Who here loves real estate?
Well, I love real estate, especially because you can exchange creativity for cash! Real estate investing is full of opportunities for not only creative financing, but also creatively finding deals and structuring deals.
This short post is to introduce you to the "Lease Option Sandwich". One of my favorite new methods for structuring deals that I just learned about, and I want to share it with you, the steemit community. :)
Here we go...
First. The basic Lease Option:
There are two basic parts of the Lease Option. There is the Lease, or rent, and the Option.
1)Lease- The monthly rent you pay for a property.
2)Option- An exclusive right to buy or sell at a specified price for a specified amount of time.
If you are renting a home, that is your lease. However for example, you could also negotiate with your landlord to buy an Option for maybe $1,000 (negotiable) that gives you the exclusive right to buy the property for 5 years (negotiable).
If you buy the property within 5 years, that $1,000 goes towards the purchase price. If you do not buy the property, your Option expires and the landlord keeps the $1,000.
Now, before I go into the Lease Option Sandwich....
Why would a landlord be interested in this?
- A tenant who has an option to buy is most likely going to take better care of the property.

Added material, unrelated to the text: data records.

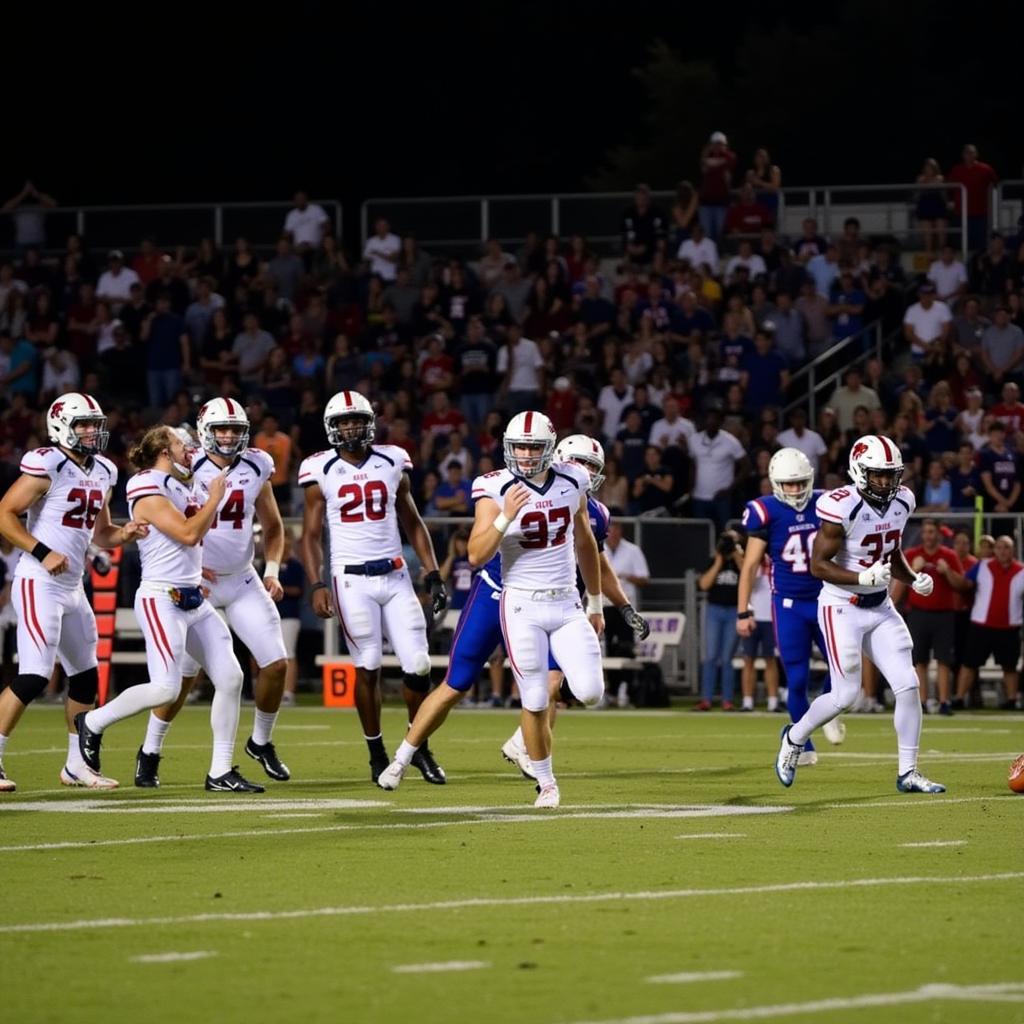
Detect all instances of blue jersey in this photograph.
[480,495,611,593]
[743,490,822,601]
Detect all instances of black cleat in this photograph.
[410,743,447,785]
[206,765,266,793]
[75,711,103,772]
[370,751,391,783]
[135,746,160,790]
[246,736,292,782]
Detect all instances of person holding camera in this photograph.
[693,529,743,711]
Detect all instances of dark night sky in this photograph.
[8,0,1024,212]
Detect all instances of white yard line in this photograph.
[128,949,217,964]
[647,971,743,985]
[0,871,1024,935]
[561,981,1024,1024]
[391,961,490,974]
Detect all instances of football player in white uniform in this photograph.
[0,392,146,793]
[75,427,263,793]
[775,434,945,793]
[299,391,447,784]
[379,412,604,807]
[135,398,291,788]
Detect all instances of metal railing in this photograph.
[4,199,343,252]
[359,182,968,259]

- If a tenant does not exercise the option, the landlord pocketed the extra cash.
Okay.. So, what is a Lease Option Sandwich?
This is where you negotiate a Lease Option with a landlord, YOU are in the middle, and you negotiate another Lease Option with another tenant. Let me explain...
Let's say you negotiate with a landlord to lease their property for $750 per month. AND, you buy an Option to buy the property for $1,000 that gives you the exclusive right to purchase the home at $100,000 for the next 5 years.
Then, you find a tenant that you can lease the property to for $1,000 per month. AND, you sell her an Option for $2,000 to buy the home for $110,000 that expires in 2 years.
Essentially, in exchange for being creative, working hard, and finding a great deal... You are making $250 per month cash flow. You just made $1,000 in cash when you flipped the option. And, if she executes the option, you made $10,000 for the sale of the home.
- Keep the Option money you made for a rainy day. If she buys the home, you have to apply it towards the purchase price.
- This IS considered a sale. And, COULD (not will) possibly trigger the "Due on Sale" Clause in most mortgages. This rarely happens, however. I have never heard of a bank calling a note because of a Lease Option, but they could.
Hope you learned something today that will help you on your next deal!